Aspen
"Las montañas alrededor de Aspen no se preocupan por los precios inmobiliarios. Esa indiferencia es lo que salva al lugar."
Llegué a Aspen a principios de octubre cuando los álamos ya habían alcanzado su apogeo y el último dorado se desprendía de los árboles en el Valle Roaring Fork, girando hacia abajo a través del aire frío que olía a resina de pino y nieve inminente. Los telesillas aún faltaban semanas para abrirse. El público del festival de verano se había marchado. La ciudad reposaba en su cuenco de montaña con una quietud contenida que se sentía como su versión más auténtica — antes de la temporada, antes del espectáculo de riqueza que traen los meses de esquí, solo un pequeño pueblo minero victoriano a dos mil cuatrocientos metros haciendo lo que hacen todos los pueblos de montaña en la temporada baja: existir honestamente.
La arquitectura del centro de Aspen es genuinamente hermosa de una manera que desafía la reputación de artificio del pueblo. Las fachadas de ladrillo a lo largo de las avenidas Hyman y Hopkins datan del boom minero de la plata de la década de 1880, y aunque las tiendas Gucci ocupan los bajos, los huesos de un pueblo obrero de carácter áspero siguen siendo visibles. Tomé un café en un taburete de barra y observé a dos hombres con botas de trabajo embarradas discutir sobre la caza del alce con la intensidad de personas planeando una campaña militar. El dinero no borra del todo lo que hubo antes.

Lo que Aspen hace y que ningún otro pueblo de montaña de Colorado hace de la misma manera es ofrecer acceso a las Maroon Bells. Las dos cumbres de más de cuatro mil doscientos metros reflejadas en el Lago Maroon se encuentran a seis kilómetros por una carretera sin salida y son, sin ninguna ironía, uno de los paisajes de montaña más fotografiados de Norteamérica — y se merece cada disparo de obturador. Tomé el primer autobús cuando la luz todavía era horizontal y fría, y tuve unos veinte minutos con el lago antes de que llegaran los primeros grupos de turistas. Esos veinte minutos valieron todo el desvío. Los picos presentan una coloración burdeos profunda por el carbonato de manganeso en la roca, y a las seis de la mañana con escarcha en la hierba de la orilla y el reflejo perfectamente inmóvil, el efecto es operístico de una manera que la palabra “hermoso” no alcanza a describir.

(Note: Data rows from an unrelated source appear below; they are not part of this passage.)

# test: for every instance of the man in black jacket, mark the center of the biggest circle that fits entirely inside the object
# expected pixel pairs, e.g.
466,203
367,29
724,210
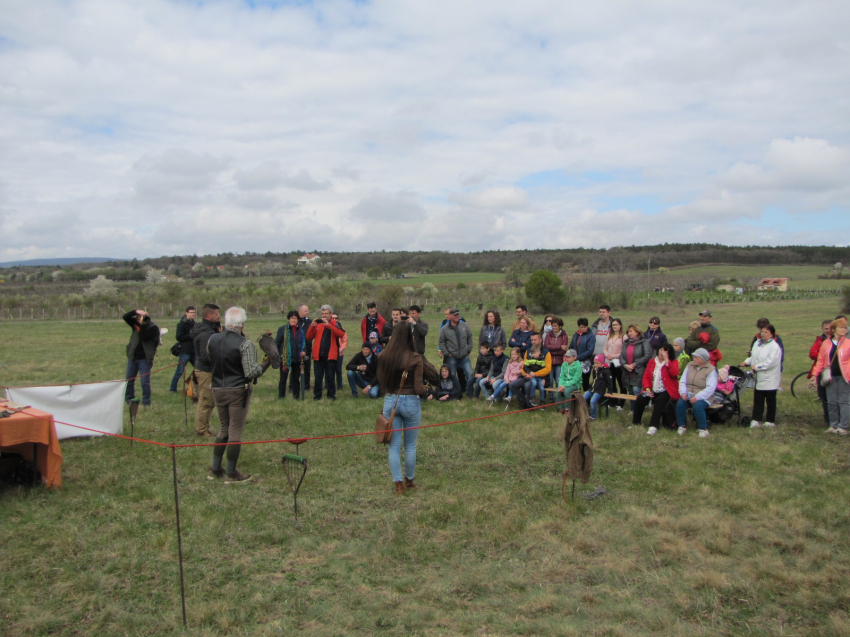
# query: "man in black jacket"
362,372
304,324
200,334
419,327
140,353
234,366
187,349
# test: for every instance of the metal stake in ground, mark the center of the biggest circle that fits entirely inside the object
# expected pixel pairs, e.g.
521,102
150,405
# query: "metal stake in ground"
179,535
292,466
134,409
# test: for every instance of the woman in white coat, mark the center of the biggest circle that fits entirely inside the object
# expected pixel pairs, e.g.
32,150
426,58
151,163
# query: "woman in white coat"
765,360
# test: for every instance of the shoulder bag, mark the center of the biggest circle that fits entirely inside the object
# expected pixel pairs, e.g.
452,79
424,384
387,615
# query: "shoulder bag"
384,425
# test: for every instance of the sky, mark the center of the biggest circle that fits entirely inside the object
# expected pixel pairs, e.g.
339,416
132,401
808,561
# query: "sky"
151,127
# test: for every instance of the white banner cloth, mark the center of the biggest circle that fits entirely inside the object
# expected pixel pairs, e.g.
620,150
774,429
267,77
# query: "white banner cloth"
98,406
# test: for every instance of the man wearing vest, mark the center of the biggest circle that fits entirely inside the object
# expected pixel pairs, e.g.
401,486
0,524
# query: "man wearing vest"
696,389
234,365
456,344
201,334
140,352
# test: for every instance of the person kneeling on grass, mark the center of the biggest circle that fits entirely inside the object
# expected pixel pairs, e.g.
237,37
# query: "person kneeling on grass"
601,383
696,390
661,386
449,387
362,371
569,379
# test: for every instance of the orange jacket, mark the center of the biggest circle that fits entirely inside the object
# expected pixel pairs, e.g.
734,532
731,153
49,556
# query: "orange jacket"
843,354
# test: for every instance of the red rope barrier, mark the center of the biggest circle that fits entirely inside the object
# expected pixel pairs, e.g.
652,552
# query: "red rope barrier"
303,440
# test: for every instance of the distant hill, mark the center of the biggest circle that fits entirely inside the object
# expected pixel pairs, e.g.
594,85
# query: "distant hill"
66,261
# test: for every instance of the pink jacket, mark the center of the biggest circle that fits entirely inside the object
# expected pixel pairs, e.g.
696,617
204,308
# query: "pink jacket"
843,357
513,371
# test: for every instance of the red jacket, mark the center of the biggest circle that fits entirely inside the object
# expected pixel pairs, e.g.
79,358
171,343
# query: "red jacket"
813,353
381,322
843,356
316,331
669,377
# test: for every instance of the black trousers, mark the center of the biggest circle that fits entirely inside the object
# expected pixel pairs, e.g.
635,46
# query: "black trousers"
760,397
293,374
660,405
324,371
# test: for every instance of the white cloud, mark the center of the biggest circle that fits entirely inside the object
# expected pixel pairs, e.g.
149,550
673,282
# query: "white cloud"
380,112
497,198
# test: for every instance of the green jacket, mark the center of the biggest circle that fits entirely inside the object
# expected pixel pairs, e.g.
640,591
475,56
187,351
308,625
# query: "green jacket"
570,375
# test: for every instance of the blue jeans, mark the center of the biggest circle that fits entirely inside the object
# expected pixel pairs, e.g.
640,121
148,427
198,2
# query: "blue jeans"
355,380
339,372
594,401
142,368
178,373
452,363
498,388
483,388
699,413
408,413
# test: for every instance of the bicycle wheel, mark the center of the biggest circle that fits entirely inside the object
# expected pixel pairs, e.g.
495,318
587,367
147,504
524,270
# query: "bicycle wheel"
800,387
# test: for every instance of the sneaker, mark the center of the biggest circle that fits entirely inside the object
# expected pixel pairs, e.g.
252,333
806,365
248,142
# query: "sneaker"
236,476
214,474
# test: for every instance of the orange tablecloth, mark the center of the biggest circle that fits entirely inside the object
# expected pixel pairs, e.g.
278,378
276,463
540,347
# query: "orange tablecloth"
18,433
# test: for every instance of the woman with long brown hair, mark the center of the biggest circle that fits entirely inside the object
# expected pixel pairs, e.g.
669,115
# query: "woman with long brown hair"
400,370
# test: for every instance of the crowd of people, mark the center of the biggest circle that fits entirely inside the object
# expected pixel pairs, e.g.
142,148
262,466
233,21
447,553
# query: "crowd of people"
603,360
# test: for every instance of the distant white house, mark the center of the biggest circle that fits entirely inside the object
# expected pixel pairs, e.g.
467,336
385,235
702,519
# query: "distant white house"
778,285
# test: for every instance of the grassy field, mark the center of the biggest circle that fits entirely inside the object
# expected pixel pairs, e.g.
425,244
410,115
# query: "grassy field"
740,534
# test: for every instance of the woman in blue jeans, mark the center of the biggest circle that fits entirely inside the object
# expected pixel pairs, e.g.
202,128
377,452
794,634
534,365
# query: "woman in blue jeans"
400,371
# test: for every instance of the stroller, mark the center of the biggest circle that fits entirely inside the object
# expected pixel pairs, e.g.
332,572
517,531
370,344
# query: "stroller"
726,407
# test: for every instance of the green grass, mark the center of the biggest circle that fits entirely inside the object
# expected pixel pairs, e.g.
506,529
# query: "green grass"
743,533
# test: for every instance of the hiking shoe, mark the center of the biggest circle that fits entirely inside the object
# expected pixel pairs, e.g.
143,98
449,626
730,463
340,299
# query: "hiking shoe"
236,476
214,474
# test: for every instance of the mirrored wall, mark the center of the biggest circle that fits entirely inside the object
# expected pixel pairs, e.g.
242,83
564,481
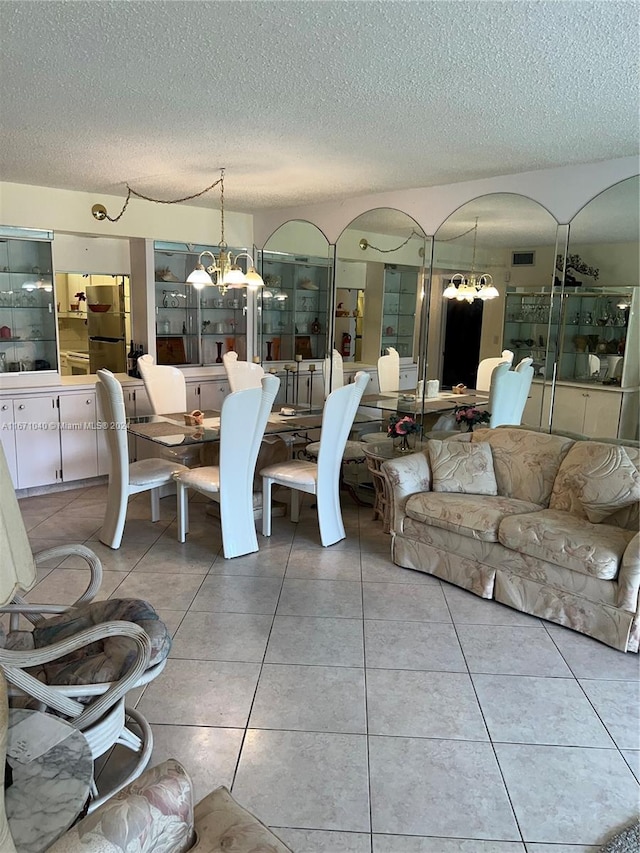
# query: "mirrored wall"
596,392
380,284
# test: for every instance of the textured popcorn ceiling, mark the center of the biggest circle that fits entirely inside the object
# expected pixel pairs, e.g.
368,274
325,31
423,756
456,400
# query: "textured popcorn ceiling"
303,102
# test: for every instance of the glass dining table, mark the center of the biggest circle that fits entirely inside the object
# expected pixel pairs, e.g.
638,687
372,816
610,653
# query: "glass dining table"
409,403
171,430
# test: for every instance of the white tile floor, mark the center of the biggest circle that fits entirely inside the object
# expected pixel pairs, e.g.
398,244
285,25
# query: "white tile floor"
357,706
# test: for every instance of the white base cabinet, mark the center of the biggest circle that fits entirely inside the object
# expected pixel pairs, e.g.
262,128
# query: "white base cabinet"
37,437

El esquí, cuando llega la temporada, es de los mejores de Norteamérica. Cuatro montañas — Aspen Mountain, Aspen Highlands, Buttermilk y Snowmass — cubren terrenos que van desde los empinados intimidantes de Highland Bowl hasta las pistas azules tranquilas de Buttermilk que los locales llaman “Buttermilk” con un cariño particular. Volví en febrero y pasé dos días en Highlands, donde el Bowl requiere cuarenta minutos de caminata por encima de la línea del telesilla y lo recompensa con una vista sobre las Elk Mountains que se siente como estar en la cima de algo genuinamente importante.

La comida en Aspen es, predeciblemente, excelente y cara. Pero hay bordes alrededor del lujo. Ajax Tavern en la base del telecabina sirve una hamburguesa con patatas fritas después de una mañana de esquí que sabe exactamente como debería. El mercado de agricultores los sábados por la mañana en verano trae productores del Valle Roaring Fork con tomates y maíz y chiles verdes del Western Slope que te recuerdan que Colorado cultiva cosas además de esquiar sobre ellas.
Cuando ir: Octubre para los álamos y la tranquilidad de la temporada baja, antes de que entren los precios del resort. Febrero y marzo para esquiar — marzo especialmente ofrece la mejor nieve y la luz más intensa. Verano de junio a agosto para senderismo y el Festival de Música de Aspen, que llena la ciudad con algo más duradero que la moda.